Masyarakat, katanya, tak memahami dan tak tahu persis mereka masuk taman nasional atau bukan.
Karena itu, katanya, taman nasional hanya memberikan imbauan agar tak masuk taman nasional. Kalau masyarakat mengerti meskipun pohon dan batas kawasan itu dibuat tanda kapling, lahan itu tidak bisa dijual karena taman nasional. “Untuk mengubah fungsi pengelolaan itu tidak mudah,” katanya .
Soal itu, katanya, Ake Tajawe pernah duduk bersama PT Indonesia Weda Bay Industrial Park (IWIP) yang punya konsesi tambang nikel di Halmahera Tengah.

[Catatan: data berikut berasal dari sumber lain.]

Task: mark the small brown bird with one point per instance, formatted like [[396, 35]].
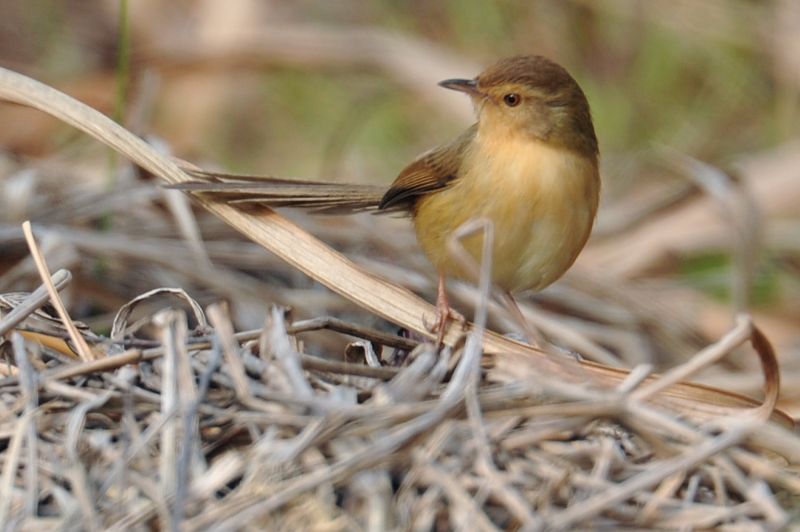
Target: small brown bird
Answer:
[[529, 164]]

Dia bilang, perusahaan membeli lahan kaplingan warga yang tak masuk TNAL. Yang ada di hutan produksi konversi dan hutan produksi terbatas.
Meski begitu, katanya, kekhawatiran masuk kawasan konservasi sangat besar. Dia menyarankan, perusahaan memikirkan pemberdayaan warga karena kalau terus dijual akan habis.
Untuk itu, perlu memerangi praktik menjual lahan yang malah nanti menyengsarakan masyarakat. “Jual lahan hanya pakai kuitansi ini yang masyarakat tidak sadari.”
Salim Kamaluddin, Kepala Badan Perencanan Penelitian Pembangunan (Bappelitbang) Hateng di Weda Desember 2020, mengatakan, merujuk revisi RTRW Halteng 2012-2032 bahwa penentuan deliniasi kawasan industri Teluk Weda sesuai usulan daerah seluas 15.205 hektar.
Usulan ini berada di hutan produksi 11.596 hektar dan bersinggungan langsung dengan Ake Tajawe. Juga berbatasan langsung dengan kawasan perlindungan bawah atau hutan lindung. “Usulan deliniasi itu juga bersinggungan langsung dengan wilayah transmigrasi di Halmahera Tengah,” tulis dokumen revisi RTRW.
Wilayah transmigrasi merupakan daerah pertanian dan lumbung pangan di Halteng. Kini, wilayah itu terancam industri tambang kalau ada perluasan lokasi.